Researchers in Mexico are turning their focus towards a revolutionary technique to enhance crop resilience.
According to News Arena India, the International Maize and Wheat Improvement Center, also known as CIMMYT, is investing in “gene editing” technology, which can accelerate traditional breeding techniques without the use of foreign genes.
For crops like wheat, maize, and millets, the priority is to encourage the plants to adapt in order to survive common agricultural issues, like drought, floods, and disease.
Gene editing is precise enough to address a variety of needs, allowing breeders to add, remove, and alter DNA to improve crop yields. According to the FDA, it can strengthen a plant’s immune system to fight a specific disease and help grow crops with shorter stems to better suit indoor or urban farms.
“CIMMYT is working on gene-edited wheat,” said the center’s director general, Bram Govaerts, per News Arena. “We think that is a technology that can work.”
CRISPR is the most well-known gene editing tool available, which won scientists Emmanuelle Charpentier and Jennifer Doudna the Nobel Prize in Chemistry in 2020.
The technology has raised concerns about unwanted gene editing during the process that can harm crops. However, researchers at MIT and Harvard bolstered CRISPR’s capabilities by solving this issue.

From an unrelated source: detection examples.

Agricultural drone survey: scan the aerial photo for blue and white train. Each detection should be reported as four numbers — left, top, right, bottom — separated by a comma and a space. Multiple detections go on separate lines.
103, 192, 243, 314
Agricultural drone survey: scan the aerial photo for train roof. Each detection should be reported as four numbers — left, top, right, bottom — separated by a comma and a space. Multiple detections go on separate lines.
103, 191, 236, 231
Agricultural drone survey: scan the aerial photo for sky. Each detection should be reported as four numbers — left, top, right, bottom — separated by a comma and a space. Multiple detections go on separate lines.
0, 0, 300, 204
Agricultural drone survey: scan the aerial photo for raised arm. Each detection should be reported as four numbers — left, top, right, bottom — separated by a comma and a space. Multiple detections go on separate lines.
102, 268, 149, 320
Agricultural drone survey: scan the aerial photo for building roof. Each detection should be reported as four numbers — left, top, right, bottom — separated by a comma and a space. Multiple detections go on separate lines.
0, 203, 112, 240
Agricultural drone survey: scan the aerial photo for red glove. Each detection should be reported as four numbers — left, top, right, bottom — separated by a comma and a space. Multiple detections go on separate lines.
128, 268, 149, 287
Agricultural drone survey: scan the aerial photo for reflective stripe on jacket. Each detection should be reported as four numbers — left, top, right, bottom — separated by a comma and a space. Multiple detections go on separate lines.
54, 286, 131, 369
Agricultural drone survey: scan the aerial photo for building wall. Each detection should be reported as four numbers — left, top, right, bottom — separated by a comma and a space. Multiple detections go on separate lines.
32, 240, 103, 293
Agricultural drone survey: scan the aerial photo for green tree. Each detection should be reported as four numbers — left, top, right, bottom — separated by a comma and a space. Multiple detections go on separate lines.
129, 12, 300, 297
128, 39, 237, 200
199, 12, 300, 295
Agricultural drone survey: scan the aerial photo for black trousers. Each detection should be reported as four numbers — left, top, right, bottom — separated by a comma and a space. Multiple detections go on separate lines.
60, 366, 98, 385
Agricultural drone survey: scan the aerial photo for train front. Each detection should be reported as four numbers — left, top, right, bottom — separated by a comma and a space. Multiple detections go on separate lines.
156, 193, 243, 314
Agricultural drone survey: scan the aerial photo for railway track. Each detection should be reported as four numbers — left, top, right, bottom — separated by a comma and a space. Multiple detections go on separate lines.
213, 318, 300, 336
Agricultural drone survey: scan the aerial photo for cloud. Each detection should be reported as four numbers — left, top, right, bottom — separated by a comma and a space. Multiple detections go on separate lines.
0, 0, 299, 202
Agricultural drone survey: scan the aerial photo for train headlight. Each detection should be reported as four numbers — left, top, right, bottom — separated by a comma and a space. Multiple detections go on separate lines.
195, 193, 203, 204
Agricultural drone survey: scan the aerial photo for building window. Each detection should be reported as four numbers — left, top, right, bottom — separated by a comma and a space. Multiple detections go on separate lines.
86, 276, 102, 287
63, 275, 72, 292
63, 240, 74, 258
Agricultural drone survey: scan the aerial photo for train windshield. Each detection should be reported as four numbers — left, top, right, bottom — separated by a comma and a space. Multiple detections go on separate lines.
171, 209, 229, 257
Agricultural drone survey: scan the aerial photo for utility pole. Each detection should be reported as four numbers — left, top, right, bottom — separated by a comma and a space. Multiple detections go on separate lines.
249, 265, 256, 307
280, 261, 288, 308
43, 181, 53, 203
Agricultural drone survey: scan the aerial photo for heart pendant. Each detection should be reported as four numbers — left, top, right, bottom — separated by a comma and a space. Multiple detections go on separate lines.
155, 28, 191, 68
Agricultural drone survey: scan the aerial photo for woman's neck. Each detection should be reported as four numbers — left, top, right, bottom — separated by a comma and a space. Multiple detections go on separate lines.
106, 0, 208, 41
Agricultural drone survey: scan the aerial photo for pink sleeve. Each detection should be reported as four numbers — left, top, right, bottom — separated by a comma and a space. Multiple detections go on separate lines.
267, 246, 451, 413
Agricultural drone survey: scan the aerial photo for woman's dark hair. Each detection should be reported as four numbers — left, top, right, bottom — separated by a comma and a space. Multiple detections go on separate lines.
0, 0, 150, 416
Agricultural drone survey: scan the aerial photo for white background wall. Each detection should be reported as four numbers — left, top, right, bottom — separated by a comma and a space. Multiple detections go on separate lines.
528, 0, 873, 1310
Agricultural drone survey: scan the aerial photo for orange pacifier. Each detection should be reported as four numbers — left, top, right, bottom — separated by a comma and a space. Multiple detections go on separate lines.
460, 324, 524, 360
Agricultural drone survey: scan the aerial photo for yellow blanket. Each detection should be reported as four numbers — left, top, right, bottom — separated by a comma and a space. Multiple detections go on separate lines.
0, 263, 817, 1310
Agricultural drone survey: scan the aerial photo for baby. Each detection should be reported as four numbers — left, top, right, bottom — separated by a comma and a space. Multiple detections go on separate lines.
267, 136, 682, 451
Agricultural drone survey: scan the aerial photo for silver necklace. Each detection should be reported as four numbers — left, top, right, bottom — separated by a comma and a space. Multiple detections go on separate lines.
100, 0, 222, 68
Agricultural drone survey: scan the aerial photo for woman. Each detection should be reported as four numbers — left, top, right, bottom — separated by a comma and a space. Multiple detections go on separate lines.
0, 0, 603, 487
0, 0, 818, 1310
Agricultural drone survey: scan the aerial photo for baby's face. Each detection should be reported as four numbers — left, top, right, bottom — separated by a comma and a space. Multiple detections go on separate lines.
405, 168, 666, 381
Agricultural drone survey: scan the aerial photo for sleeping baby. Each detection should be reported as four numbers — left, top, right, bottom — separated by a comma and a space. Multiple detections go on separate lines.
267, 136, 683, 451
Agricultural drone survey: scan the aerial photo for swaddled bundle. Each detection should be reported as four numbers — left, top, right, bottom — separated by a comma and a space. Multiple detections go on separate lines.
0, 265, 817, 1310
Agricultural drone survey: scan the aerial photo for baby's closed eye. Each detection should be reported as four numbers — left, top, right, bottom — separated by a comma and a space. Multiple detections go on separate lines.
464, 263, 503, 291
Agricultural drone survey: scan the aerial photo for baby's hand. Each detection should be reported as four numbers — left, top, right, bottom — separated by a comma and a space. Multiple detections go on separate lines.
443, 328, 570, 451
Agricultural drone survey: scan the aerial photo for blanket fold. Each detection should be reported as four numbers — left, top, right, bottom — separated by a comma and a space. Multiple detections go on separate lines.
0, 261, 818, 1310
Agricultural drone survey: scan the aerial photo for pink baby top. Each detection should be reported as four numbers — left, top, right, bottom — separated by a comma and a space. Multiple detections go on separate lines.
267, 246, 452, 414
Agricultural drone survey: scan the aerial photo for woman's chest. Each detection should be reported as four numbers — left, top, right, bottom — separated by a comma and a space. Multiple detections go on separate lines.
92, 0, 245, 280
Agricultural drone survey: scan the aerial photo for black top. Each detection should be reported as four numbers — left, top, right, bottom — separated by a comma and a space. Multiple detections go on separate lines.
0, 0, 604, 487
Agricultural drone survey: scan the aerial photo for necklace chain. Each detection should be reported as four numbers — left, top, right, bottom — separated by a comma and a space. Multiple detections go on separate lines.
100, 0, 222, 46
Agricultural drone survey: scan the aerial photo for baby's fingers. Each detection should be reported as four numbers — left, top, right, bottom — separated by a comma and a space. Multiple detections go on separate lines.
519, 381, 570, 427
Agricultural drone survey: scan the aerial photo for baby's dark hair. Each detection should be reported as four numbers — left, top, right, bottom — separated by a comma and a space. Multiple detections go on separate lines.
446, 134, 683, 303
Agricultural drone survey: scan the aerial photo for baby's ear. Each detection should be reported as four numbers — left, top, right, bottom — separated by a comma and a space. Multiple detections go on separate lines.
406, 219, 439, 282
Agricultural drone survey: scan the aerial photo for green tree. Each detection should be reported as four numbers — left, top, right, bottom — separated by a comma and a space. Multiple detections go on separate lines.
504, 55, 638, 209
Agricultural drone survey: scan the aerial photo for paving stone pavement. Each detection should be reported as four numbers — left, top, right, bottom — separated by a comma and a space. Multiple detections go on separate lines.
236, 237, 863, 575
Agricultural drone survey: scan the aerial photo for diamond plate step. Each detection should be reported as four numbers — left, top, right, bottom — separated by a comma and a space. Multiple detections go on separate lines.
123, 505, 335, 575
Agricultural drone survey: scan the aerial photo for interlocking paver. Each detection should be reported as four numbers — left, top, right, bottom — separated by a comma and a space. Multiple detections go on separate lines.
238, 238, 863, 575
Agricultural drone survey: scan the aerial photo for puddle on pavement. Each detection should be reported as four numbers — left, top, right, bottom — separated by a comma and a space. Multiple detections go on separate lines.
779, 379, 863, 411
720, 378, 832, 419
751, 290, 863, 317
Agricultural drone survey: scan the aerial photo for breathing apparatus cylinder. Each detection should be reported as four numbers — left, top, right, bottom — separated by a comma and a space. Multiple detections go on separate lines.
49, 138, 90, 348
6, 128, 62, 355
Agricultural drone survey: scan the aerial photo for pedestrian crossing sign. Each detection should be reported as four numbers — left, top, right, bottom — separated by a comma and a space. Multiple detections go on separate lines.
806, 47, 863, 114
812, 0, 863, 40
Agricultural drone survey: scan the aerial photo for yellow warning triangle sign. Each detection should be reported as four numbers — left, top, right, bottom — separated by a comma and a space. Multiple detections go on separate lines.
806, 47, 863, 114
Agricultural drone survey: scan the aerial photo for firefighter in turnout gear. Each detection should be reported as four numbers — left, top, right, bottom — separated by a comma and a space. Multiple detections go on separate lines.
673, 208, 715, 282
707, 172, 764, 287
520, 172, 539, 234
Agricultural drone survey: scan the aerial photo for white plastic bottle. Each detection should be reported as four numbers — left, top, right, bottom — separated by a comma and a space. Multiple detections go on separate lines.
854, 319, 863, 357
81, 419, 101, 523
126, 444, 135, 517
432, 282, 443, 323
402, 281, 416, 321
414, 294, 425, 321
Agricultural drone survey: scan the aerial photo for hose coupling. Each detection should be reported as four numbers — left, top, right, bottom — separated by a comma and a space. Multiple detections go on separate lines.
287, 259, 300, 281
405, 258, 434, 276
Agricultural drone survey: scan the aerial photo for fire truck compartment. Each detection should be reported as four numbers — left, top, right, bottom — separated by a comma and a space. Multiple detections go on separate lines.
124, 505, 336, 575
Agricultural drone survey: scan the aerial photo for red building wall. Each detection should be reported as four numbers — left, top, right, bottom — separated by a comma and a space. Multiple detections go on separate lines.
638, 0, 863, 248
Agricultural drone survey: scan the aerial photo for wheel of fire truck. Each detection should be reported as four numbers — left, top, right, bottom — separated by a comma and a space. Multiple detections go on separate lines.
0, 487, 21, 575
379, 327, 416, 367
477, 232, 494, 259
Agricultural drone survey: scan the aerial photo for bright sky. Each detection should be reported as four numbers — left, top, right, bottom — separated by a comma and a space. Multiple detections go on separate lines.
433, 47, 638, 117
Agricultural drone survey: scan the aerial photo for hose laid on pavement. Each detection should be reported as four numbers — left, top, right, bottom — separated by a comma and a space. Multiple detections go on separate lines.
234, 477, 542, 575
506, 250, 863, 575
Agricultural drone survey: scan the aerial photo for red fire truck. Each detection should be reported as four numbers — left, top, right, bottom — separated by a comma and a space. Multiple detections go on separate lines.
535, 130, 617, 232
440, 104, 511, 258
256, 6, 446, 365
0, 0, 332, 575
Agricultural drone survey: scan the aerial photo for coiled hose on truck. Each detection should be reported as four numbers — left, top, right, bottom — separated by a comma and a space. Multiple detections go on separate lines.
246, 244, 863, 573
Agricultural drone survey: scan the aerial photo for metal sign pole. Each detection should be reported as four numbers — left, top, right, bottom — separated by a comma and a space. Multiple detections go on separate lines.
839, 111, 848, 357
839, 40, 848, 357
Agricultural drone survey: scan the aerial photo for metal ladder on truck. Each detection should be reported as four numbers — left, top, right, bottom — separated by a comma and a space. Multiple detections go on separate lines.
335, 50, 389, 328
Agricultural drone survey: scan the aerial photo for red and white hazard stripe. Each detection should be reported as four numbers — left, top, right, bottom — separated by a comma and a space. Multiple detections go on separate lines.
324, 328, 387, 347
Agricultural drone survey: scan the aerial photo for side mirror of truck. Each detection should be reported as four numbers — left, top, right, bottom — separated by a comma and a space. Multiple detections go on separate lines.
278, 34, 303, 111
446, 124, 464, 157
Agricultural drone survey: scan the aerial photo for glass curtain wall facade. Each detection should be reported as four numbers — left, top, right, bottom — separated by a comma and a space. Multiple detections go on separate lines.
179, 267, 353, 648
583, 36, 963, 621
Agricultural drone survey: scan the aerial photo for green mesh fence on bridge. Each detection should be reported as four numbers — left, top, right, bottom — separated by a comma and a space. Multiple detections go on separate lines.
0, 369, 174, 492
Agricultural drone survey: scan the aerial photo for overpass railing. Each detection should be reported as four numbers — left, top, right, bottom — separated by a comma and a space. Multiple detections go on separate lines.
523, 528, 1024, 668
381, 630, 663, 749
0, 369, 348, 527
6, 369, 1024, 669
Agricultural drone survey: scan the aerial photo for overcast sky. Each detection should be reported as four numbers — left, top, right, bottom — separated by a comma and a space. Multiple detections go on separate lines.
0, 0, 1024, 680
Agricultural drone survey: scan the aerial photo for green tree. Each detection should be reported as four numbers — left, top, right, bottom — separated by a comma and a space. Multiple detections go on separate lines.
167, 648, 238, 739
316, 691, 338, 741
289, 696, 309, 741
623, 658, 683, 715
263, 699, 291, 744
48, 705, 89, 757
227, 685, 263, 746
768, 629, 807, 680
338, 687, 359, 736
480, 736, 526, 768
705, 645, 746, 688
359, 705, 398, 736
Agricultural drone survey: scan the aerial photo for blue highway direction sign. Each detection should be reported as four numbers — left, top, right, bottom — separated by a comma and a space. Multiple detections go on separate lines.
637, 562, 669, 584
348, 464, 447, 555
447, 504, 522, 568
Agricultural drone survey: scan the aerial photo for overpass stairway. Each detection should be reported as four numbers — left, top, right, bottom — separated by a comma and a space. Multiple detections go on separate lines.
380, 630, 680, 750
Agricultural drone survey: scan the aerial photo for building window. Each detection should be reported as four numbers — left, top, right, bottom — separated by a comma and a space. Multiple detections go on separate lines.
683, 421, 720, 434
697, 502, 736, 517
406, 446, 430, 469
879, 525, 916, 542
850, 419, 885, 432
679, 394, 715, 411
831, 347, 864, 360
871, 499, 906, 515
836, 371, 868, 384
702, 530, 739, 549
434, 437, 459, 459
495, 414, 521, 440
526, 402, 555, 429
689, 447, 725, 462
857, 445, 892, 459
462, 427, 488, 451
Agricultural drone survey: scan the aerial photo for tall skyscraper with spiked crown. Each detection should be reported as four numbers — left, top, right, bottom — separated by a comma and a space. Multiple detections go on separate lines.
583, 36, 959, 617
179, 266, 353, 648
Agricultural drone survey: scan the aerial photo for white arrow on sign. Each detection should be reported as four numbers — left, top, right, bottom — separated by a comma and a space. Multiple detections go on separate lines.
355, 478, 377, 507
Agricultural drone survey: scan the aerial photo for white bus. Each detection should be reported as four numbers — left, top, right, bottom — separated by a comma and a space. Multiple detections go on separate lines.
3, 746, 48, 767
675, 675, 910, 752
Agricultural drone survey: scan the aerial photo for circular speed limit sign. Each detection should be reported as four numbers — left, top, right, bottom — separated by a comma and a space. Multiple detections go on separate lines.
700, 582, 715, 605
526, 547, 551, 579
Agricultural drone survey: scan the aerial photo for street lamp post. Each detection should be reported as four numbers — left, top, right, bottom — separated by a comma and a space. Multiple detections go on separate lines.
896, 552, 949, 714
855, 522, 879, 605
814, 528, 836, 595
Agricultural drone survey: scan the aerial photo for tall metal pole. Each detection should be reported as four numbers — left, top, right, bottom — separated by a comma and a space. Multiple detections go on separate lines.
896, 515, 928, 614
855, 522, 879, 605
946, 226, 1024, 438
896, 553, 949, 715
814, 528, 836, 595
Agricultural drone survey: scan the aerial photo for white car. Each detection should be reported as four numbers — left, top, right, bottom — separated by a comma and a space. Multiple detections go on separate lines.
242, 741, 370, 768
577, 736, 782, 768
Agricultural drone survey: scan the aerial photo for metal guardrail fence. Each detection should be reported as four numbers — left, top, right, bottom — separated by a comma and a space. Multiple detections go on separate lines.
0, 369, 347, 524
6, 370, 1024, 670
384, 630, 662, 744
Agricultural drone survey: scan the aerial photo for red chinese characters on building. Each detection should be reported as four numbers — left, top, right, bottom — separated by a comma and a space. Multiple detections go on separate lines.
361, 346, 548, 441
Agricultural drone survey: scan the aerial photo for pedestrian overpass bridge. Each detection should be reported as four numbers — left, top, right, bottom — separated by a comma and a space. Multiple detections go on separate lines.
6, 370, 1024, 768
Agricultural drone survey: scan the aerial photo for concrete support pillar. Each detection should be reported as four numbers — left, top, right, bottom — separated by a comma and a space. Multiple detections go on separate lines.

As a result, the technology stands at a complicated intersection in the fight against a shifting climate. Breeding plants to be more resilient to changing weather patterns is a priority that can’t wait for the timeframe of traditional breeding techniques, and investments like CIMMYT can help the technology outgrow potential risks.
While the capabilities of gene editing should not be the overarching solution to the rapid overheating of the planet, they can address food insecurity in a meaningful way while other methods take hold.
As CIMMYT pushes these transgenic technologies to the public domain, it plans to work diligently with foreign nations to build a necessary regulatory framework to bring gene-edited crops into the commercial sphere.